Ce 27 janvier, c’est sans doute pour la dernière fois qu’un certain nombre de rescapés sont venus se recueillir devant les rails qui ne menaient nulle part, sous la neige d’Auschwitz. Avec eux un certain nombre de dignitaires de cet ordre mondial que nous refusons, cet ordre qui amène tant de souffrances pour les peuples. Les commentaires des grands médias ne retiendront certainement que cet aspect. Mais l’essentiel, ce sont avant tout ces rescapés de l’enfer nazi venus témoigner.
Car après eux, il nous faudra maintenir la mémoire d’Auschwitz. Même si elle est institutionnalisée aujourd’hui, elle demeure essentielle pour celles et ceux qui veulent changer le monde. Car pour le transformer, il faut d’abord savoir garder la mémoire des oppressions passées. La mémoire des bateaux chargés d’esclaves qui dépeuplèrent l’Afrique pour les profits d’une minorité. La mémoire des Arméniens massacrés par un nationalisme exacerbé, lors d’un génocide perpétré il y aura cent ans en avril prochain. Et tant d’autres mémoires…

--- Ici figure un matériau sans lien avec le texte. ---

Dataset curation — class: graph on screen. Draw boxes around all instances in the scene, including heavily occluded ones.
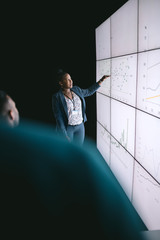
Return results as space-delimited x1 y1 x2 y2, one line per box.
96 0 160 230
136 111 160 183
97 92 110 132
111 54 137 106
137 49 160 117
96 59 111 96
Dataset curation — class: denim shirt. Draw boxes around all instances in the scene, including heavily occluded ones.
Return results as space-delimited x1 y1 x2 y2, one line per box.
52 83 100 135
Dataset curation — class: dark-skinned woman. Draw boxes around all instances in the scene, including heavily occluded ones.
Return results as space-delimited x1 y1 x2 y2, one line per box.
52 70 109 144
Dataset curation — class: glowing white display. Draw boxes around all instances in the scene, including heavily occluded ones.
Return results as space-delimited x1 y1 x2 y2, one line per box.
96 0 160 230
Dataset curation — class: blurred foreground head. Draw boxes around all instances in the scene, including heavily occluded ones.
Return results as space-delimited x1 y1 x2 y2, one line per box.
0 90 19 127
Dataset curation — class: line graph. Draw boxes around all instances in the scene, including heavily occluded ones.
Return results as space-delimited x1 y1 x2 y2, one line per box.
136 111 160 183
137 49 160 117
111 54 137 106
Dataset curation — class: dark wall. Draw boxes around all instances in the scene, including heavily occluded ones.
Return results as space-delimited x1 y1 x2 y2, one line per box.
0 0 126 140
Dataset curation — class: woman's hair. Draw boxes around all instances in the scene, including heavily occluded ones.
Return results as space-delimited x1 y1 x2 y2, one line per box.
57 68 67 82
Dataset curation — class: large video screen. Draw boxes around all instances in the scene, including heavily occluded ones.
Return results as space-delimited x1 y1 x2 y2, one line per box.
95 0 160 230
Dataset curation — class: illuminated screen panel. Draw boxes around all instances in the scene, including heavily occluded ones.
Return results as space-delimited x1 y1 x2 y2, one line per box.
96 18 110 60
111 54 137 106
96 59 111 96
110 137 134 200
137 49 160 117
136 111 160 183
133 163 160 230
97 122 110 165
96 0 160 230
96 93 110 132
111 0 137 57
111 99 135 156
139 0 160 51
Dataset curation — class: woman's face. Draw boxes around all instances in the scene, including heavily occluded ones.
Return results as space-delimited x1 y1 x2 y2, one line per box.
59 73 73 89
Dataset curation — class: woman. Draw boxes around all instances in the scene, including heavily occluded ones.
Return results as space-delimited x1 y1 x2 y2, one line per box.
52 70 109 143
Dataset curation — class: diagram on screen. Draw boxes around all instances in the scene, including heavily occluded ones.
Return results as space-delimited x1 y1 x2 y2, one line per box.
111 54 137 106
110 137 134 200
136 111 160 183
137 50 160 117
97 59 111 96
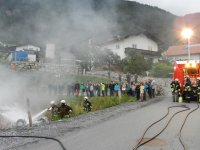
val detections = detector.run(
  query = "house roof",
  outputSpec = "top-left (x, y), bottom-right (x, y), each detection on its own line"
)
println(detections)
top-left (125, 48), bottom-right (161, 56)
top-left (165, 44), bottom-right (200, 56)
top-left (100, 32), bottom-right (161, 46)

Ce que représente à jamais Auschwitz, c’est la volonté de détruire, non pas dans un but économique, non pas dans un but politique. Détruire pour, comme le disait Himmler « faire disparaître ce peuple de la terre ». Pour réaliser cela, les nazis ont fait venir jusque dans ces quelques hectares de terre de Pologne des Juifs de tous les coins de l’Europe. Ils en ont même transporté en avion depuis la Tunisie ! Ils ont mis en place des moyens considérables, soustraits à leur effort de guerre, pour ce seul but : éliminer. Eliminer des êtres dangereux parce que différents. C’est cela la spécificité terrible du nazisme : détruire l’autre, parce qu’il est autre. Et le détruire totalement. C’est en cela que les chambres à gaz ont une signification essentielle : on ne ressort pas de la chambre à gaz… Le remarquable documentaire que diffuse la télévision, basé sur les travaux d’historiens, nous rappelle opportunément ce que fut le nazisme, alors que d’aucuns voudraient le comparer à contresens à d’autres événements, passés ou actuels.

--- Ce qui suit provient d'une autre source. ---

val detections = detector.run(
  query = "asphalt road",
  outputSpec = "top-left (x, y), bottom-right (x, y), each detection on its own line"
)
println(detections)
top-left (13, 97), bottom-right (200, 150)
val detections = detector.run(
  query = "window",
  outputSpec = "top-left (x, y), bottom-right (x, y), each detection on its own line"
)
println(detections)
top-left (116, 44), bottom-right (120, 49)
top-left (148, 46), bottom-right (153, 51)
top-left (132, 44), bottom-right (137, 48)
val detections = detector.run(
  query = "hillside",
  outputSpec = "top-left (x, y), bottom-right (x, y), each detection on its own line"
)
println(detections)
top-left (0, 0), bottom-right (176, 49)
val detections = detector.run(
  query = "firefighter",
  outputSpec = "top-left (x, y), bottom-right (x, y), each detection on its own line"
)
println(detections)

Garder présente la mémoire d’Auschwitz, cela prend un sens particulier en ce début d’année où des fanatiques que nous ne pouvons désigner autrement que comme des fascistes ont massacré, après avoir tué nos amis de Charlie, 4 Juifs, coupables seulement d’être juifs. Comme trois ans auparavant un autre assassin avait pris la vie de 4 Juifs, dont 3 enfants. Sans que l’on s’émeuve et descende dans la rue. En 2014, les actes antisémites ont doublé, les violences physiques ont progressé de 130 %. La tuerie de Vincennes n’est pas qu’un acte isolé, elle repose sur un terreau antisémite inquiétant, alimenté par les délires de Dieudonné, les théorisations fascistes de Soral. Un terreau antisémite qui existe dans les quartiers populaires, y compris dans des milieux eux-mêmes victimes de discriminations. Sans oublier que, si l’extrême droite française s’est choisie pour le moment d’autres cibles, ses adeptes restent aux aguets pour alimenter l’antisémitisme. Plus que jamais, nous devons être vigilants et redire que rien ne justifie la haine des Juifs. Nous devons être à leurs côtés contre les menaces qui les visent.

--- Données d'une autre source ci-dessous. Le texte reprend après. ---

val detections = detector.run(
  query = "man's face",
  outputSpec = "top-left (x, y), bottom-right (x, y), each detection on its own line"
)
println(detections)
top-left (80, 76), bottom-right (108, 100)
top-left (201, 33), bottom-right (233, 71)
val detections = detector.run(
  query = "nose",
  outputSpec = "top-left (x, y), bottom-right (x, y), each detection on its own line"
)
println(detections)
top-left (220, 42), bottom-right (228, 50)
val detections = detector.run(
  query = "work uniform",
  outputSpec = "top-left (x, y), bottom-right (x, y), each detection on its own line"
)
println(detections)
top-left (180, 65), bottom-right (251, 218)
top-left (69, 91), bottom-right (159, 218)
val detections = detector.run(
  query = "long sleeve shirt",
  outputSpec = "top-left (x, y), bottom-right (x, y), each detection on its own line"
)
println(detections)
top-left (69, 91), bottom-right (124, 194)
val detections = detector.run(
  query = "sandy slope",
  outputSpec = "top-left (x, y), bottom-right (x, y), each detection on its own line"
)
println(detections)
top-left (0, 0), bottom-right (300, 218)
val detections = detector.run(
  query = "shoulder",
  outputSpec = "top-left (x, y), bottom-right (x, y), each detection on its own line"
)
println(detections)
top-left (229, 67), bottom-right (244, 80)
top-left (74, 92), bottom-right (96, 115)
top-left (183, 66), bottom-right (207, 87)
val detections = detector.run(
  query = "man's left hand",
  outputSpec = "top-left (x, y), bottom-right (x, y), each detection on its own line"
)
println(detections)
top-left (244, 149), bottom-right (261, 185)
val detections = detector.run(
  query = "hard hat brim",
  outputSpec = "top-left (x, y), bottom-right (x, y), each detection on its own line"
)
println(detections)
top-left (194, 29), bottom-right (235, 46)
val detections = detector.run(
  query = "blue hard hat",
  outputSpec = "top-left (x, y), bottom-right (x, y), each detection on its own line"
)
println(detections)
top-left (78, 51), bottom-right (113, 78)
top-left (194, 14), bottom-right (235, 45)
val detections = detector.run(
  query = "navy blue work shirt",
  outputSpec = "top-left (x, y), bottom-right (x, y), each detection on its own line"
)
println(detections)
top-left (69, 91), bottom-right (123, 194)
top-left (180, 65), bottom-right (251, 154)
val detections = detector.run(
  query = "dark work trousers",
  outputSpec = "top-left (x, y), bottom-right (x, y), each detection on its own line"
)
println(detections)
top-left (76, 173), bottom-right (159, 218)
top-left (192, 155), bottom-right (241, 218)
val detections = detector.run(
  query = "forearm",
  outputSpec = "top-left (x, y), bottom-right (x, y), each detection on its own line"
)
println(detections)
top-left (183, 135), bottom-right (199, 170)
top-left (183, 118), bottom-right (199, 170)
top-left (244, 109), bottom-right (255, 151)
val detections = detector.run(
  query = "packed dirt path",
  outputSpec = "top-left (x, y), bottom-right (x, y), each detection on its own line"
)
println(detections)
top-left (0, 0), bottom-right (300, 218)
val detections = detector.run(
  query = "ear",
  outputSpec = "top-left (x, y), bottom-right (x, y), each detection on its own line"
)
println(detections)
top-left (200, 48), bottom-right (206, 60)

Non, la mémoire d’Auschwitz n’est pas la « religion civile du monde occidentale ». Elle fait partie intégrante de la mémoire des opprimés, de la mémoire de celles et ceux qui continuent à croire en un avenir socialiste. Oui, elle peut continuer de protéger, non seulement les Juifs, mais aussi toutes les victimes du racisme. Dans la France d’aujourd’hui, nous devons la reprendre à notre compte pour affirmer notre refus des assassinats de la porte de Vincennes, notre refus des attentats contre les mosquées.
La leçon d’Auschwitz, ce devrait être le refus des discriminations, le « vivre ensemble » : nous savons maintenant que le vieux monde n’a pas réussi à l’imposer. A nous d’y réussir. Les rescapés qui étaient à Auschwitz ce 27 janvier nous le demandent. Répondons présent.e.s.